We decided to implement a simple check initially, but we discussed possible future ideas and we've also come up with more based on our experience:
- Differentiate between different types of errors (DNS lookup, server error, page not found or removed, permanent redirection). Maybe re-test links with temporary failures after a few hours.
- Record in the database when the link last worked.
- Allow maintainers to flag links as not working, and instead of reporting failure for such links, report when they succeed. Users searching the database should not see such links in response to their queries.
- Use Net::Whois to notify changes in domain ownership and notify us in advance if a domain is about to expire. Certain unethical business people like to register newly expired domains and replace the content with things we don't want to link to.
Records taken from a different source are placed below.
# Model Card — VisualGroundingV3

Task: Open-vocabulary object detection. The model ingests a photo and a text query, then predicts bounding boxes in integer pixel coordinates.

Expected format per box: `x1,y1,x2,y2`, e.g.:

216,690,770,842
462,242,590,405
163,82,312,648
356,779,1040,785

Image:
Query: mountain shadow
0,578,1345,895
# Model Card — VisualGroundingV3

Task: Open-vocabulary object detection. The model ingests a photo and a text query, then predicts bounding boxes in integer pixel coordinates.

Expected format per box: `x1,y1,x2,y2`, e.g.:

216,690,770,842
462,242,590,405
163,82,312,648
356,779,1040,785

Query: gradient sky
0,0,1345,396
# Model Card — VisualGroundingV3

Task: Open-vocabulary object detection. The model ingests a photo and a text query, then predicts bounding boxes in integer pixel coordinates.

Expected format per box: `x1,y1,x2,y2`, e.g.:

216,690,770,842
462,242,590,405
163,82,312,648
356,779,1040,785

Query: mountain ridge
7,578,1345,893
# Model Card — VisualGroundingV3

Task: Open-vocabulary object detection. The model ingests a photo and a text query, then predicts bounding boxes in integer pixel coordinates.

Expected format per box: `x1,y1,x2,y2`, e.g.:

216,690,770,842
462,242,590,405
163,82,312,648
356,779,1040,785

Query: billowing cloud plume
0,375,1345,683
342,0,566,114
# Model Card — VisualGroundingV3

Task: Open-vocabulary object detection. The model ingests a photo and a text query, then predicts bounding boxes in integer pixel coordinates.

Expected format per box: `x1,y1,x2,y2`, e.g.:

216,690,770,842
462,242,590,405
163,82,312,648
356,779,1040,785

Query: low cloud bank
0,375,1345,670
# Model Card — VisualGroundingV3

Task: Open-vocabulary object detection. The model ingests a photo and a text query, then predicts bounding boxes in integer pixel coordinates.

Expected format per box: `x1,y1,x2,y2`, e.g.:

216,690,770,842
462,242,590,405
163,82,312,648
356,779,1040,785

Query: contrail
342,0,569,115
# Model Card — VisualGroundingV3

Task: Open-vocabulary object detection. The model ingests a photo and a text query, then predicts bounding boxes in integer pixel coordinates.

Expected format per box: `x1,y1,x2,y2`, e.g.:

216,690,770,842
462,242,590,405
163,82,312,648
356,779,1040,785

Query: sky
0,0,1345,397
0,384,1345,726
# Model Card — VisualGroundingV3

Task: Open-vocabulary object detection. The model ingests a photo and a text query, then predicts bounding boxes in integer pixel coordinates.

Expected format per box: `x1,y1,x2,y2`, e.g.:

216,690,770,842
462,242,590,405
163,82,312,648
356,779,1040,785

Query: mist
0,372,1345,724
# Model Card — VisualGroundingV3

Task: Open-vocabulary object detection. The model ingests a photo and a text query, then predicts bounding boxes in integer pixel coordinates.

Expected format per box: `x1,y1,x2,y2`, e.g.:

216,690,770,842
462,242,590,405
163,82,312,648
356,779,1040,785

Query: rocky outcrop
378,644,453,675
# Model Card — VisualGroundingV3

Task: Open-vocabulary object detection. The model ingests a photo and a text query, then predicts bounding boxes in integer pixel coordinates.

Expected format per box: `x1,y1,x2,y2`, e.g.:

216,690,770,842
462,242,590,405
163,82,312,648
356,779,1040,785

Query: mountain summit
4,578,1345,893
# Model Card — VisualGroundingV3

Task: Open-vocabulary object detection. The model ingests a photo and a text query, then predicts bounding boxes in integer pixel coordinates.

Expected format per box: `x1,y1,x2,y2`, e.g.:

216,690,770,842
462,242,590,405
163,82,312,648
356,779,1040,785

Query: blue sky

- Just because a site returns an HTTP success code, that dosn't mean everything works fine. At present, maintainers check the links manually every now and again. We don't want to alert the maintainers every time a page changes, especially for dynamic content, but we might come up with a useful heuristic that searches to see if certain key phrases still exist (or don't exist for phrases like "page removed").
On a separate project, I found XML::LibXML more convenient than HTML::Parser for screen scraping by using its XPath querying method, which even works with badly formed XML and HTML. I find XPath really useful for this kind of thing.